The Secret Service mentioned in an announcement that it detained the person round 6:15 p.m. ET “for igniting an object” and that he was turned over to U.S. Park Police.
Park Police mentioned they arrested the person for violating a statute that prohibits lighting a hearth in a public park.
The arrest got here hours after Trump signed an government order to crack down on “desecration” of the American flag in reference to inciting violence or violating different legal guidelines.
The order directs Lawyer Normal Pam Bondi to “vigorously prosecute” individuals who burn the American flag whereas engaged in different offenses, and it says she “might pursue litigation to make clear the scope of the First Modification exceptions on this space.”
The Supreme Court docket dominated 5-4 in 1989 that the Structure protects burning the American flag.
Trump’s order doesn’t make flag burning against the law or assess a penalty for it, but it surely argues that burning flags in a manner that’s “more likely to incite imminent lawless motion” or quantities to “combating phrases” shouldn’t be constitutionally protected.

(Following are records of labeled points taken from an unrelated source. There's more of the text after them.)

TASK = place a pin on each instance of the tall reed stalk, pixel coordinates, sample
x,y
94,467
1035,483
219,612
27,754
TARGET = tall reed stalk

When he signed the order, Trump mentioned: “If you burn the American flag, it incites riots at ranges that we’ve by no means seen earlier than. Individuals go loopy.”
The U.S. lawyer for D.C., Jeanine Pirro, has performed a key function within the Trump administration’s efforts to exert federal management over elements of Washington and proven a willingness to aggressively go after low-level transgressions. She mentioned this month that her workplace had charged a person accused of tossing a sandwich at a federal agent in D.C. with felony assault.